Vegetable of the Month: Corn

When most of us think of corn, we imagine rows upon rows of the tall stalks, creating vast seas of green in America’s Heartland. For the most part, this is an accurate assumption: corn planted for grain production, or dent corn, covers approximately 80 million acres, representing 90 percent of all grain crops (the others being sorghum, barley, and oats). However, this was not always the case and the corn we enjoy comes in a variety of types, flavors, and sizes.

Corn from Tamai Farms

Background & History

The corn that we cultivate now, Zea mays, was derived from a wild grass, teosinte, which is native to the Americas. The cultivated version has been grown by humans for at least 3,500 years. When Europeans first landed in the New World, different groups of people were growing thousands of different cultivars of corn and preparing them in many different ways, including roasting, baking, steaming, parching, drying, and pickling.

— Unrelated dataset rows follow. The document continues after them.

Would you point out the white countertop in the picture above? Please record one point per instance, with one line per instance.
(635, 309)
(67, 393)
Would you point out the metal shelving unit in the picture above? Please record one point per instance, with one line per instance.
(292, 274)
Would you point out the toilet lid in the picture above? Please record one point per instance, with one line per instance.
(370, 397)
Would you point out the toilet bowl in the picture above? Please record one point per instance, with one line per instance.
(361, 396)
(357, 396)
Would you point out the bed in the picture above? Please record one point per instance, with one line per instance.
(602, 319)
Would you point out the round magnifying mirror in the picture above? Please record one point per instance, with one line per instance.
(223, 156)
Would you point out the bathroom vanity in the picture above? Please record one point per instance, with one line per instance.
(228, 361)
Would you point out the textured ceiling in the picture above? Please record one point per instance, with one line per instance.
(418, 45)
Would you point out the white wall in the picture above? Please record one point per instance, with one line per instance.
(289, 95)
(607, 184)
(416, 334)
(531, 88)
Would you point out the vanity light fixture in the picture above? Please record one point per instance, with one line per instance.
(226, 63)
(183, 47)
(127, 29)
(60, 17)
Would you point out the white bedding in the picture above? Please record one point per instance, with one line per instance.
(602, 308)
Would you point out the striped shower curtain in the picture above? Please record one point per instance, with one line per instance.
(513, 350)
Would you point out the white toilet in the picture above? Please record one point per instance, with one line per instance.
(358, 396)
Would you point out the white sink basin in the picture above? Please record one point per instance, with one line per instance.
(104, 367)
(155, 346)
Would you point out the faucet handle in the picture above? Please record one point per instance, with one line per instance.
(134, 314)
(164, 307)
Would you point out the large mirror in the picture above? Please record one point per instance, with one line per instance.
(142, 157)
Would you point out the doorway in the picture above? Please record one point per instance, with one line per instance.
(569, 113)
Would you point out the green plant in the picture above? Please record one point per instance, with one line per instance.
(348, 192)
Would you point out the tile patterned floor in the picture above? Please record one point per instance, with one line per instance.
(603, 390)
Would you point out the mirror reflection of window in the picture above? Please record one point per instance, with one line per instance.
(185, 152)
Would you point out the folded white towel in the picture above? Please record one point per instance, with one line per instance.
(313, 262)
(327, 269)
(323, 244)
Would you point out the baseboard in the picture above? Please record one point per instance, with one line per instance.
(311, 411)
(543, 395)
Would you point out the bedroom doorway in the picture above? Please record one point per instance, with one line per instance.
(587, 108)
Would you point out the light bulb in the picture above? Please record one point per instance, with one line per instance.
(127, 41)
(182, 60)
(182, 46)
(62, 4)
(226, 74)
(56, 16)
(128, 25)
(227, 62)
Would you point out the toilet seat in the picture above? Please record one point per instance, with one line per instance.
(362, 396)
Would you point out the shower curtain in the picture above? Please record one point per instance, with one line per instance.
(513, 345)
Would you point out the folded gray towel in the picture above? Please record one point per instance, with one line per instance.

As western expansion led to the development of the Midwest and West, corn fields began to replace forests and grassland. By 1910, corn fields already covered 100 million acres in the United States. With improvements in technology and changes to farming techniques in the 1940s, corn yield per acre increased and farmers were able to produce more corn on less land. For example, in Iowa in 1935, corn crops yielded 39 bushels per acre. In 1965, they yielded 62 bushels per acre and in 2000, they yielded 145 bushels per acre.

The most common type of corn, dent corn, is used for livestock feed, corn-based food products (e.g., corn syrup), ethanol, and other non-edible products (e.g., plastic filler). The amount of corn used for ethanol has increased drastically in the 2000s. In 1999, 566 million bushels were used for ethanol. Today, 4.9 billion bushels are used for ethanol.

Characteristics & Types

Corn plants have a cane stalk, like other grasses, ears, and tassels. The ears, or the female part of the plant, must be wind-pollinated by the pollen in the tassels. Once pollinated, the kernels will fill out the ear.

Common types of corn include:

  • Dent Corn. As described above, this variety, also called field corn, is the most common in agriculture. It is used for products such as cornmeal, flour, and hominy. The kernels have a small depression on the top, hence the name “dent” corn.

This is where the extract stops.